A huge thank you to Robbie here at Stock Street for letting me come try to persuade you into considering an investment club of your own. We have had a ton of fun with Sneaky Falcon, and learned a lot as well (with some lessons being more painful than others).
If you would like to peer deeper into the inner workings of a real life investment club, you can find us on the twitter (@sneaky_falcon) or visit our website, www.sneakyfalcon.com.
I suggest you take a look at Sneaky Falcon. This is a particularly hilarious article written by, Sean. I am sure you will enjoy this one! Flaming Hot Stock Tip (Straight from My Spam Folder)
Thanks for reading Stock Street today!
Disclaimer: Stock Street is not responsible for the actions of those who read the posts on this blog. Each individual reader has a unique situation and unique needs. This blog is not intended to solve those unique situations of the readers.
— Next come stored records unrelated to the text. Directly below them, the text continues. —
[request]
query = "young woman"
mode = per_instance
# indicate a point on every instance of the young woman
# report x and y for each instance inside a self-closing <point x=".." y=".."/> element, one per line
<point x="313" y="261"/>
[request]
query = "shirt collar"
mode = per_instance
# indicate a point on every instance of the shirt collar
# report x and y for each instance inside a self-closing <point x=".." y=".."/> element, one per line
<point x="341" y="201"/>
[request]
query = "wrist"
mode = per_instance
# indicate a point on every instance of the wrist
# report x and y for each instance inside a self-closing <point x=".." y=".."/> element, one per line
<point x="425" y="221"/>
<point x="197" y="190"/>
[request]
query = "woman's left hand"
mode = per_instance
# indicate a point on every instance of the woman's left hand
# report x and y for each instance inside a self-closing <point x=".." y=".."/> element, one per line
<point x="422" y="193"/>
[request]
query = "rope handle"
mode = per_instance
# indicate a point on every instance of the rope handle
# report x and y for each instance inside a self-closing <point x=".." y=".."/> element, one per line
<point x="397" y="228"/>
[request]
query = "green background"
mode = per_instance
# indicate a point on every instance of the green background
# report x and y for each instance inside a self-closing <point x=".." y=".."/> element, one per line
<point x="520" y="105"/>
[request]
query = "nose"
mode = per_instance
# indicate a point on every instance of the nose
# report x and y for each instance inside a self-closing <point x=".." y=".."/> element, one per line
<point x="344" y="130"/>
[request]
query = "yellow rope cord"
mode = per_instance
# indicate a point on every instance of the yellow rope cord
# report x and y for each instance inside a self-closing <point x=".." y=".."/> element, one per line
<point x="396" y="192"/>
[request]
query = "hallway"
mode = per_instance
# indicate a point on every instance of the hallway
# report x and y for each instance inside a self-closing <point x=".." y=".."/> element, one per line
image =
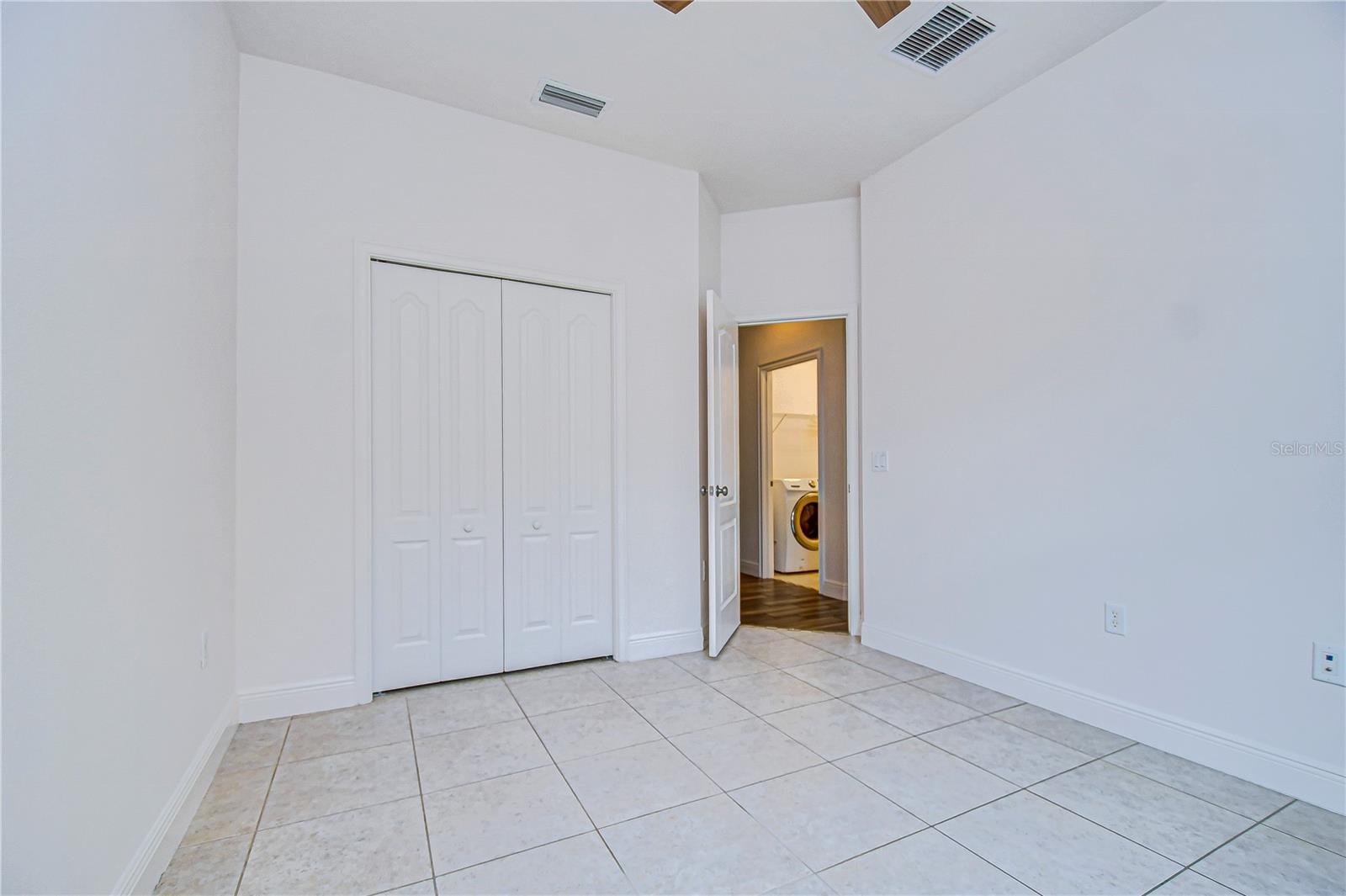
<point x="782" y="604"/>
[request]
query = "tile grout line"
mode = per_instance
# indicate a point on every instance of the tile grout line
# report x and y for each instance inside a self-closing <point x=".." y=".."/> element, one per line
<point x="994" y="713"/>
<point x="421" y="795"/>
<point x="1253" y="822"/>
<point x="562" y="774"/>
<point x="723" y="792"/>
<point x="262" y="809"/>
<point x="1020" y="787"/>
<point x="926" y="826"/>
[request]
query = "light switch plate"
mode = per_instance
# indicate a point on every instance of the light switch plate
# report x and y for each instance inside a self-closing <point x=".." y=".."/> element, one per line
<point x="1327" y="665"/>
<point x="1115" y="619"/>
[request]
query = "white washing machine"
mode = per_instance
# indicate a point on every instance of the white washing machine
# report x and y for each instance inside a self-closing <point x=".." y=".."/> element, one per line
<point x="794" y="506"/>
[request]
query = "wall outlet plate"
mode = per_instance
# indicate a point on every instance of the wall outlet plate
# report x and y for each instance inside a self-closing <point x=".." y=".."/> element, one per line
<point x="1115" y="619"/>
<point x="1327" y="665"/>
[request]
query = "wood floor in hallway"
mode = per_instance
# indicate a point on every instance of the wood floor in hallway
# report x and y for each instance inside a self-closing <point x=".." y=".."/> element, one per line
<point x="781" y="604"/>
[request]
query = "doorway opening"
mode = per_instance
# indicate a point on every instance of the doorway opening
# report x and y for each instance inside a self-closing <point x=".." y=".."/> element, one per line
<point x="793" y="462"/>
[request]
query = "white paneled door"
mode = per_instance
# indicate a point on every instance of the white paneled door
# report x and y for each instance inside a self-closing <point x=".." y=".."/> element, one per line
<point x="722" y="500"/>
<point x="558" y="475"/>
<point x="491" y="475"/>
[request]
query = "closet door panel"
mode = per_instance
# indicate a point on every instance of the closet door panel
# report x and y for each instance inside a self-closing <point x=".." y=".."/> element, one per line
<point x="405" y="446"/>
<point x="473" y="638"/>
<point x="437" y="446"/>
<point x="587" y="476"/>
<point x="558" y="475"/>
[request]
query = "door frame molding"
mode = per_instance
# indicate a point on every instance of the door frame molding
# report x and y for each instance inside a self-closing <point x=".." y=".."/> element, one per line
<point x="854" y="575"/>
<point x="363" y="547"/>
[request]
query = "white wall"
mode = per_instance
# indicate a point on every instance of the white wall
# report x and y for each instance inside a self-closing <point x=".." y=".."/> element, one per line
<point x="794" y="421"/>
<point x="1089" y="311"/>
<point x="120" y="152"/>
<point x="326" y="162"/>
<point x="708" y="228"/>
<point x="792" y="262"/>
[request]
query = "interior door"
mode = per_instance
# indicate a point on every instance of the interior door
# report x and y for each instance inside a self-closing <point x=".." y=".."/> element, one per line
<point x="722" y="500"/>
<point x="437" y="447"/>
<point x="558" y="475"/>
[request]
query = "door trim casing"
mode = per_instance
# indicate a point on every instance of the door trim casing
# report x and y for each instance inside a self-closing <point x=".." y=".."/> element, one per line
<point x="363" y="431"/>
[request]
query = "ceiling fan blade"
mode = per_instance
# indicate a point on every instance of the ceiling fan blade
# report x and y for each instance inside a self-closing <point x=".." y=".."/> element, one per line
<point x="881" y="11"/>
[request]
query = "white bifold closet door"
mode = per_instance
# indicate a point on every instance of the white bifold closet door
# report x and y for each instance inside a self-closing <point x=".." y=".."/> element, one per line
<point x="558" y="475"/>
<point x="491" y="413"/>
<point x="437" y="513"/>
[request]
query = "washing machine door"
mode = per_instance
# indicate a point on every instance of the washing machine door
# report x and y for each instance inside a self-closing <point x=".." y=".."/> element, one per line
<point x="804" y="521"/>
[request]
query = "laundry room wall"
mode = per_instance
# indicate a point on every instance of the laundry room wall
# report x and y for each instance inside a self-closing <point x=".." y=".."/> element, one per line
<point x="764" y="346"/>
<point x="326" y="162"/>
<point x="794" y="421"/>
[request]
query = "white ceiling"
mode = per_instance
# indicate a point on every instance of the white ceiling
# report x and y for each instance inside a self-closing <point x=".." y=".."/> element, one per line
<point x="773" y="103"/>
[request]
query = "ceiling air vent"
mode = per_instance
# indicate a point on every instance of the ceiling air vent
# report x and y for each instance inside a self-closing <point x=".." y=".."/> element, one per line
<point x="555" y="94"/>
<point x="944" y="38"/>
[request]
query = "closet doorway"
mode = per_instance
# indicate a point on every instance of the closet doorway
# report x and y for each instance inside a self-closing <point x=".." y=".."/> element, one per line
<point x="491" y="475"/>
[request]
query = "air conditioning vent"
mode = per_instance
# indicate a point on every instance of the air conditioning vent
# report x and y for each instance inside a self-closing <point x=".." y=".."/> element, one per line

This blog is not liable for decisions made by the readers of this blog.
I 100% agree that investing “with” friends is a great idea, if everyone is rational. My personal opinion of why it would be better than a stranger, is the overall Trust factor. Trust is the foundation for the success of every personal and professional relationship. I believe friends will work hard at the investment for one another and not for the money as to not disappoint. That alone may be the key to success.
Friends, who trust one another, will have no issues signing legal documents before diving into business with one another.
Hi Church! Yes trust is very important. You likely know your friends enough to know if they have integrity and if you can trust them. That is huge when it comes to investing together. Thanks for the comment!
Yes, trust has been fundamental to this working for us. People feel accountable to do a lot of research and put together a detailed presentation on a stock pick, not because they are afraid it might lose money (it happens, and no one is right all the time), but because they know they will get lampooned by the rest of our group if they try to phone it in.
Whether it be investing with friends, or in business, or in any relationship really, having a dynamic where it’s more than ok to be wrong and make mistakes is very empowering (as long as its not the result of mal intent or deception, etc.)
Thanks for reading, and thanks again for sharing guest posts!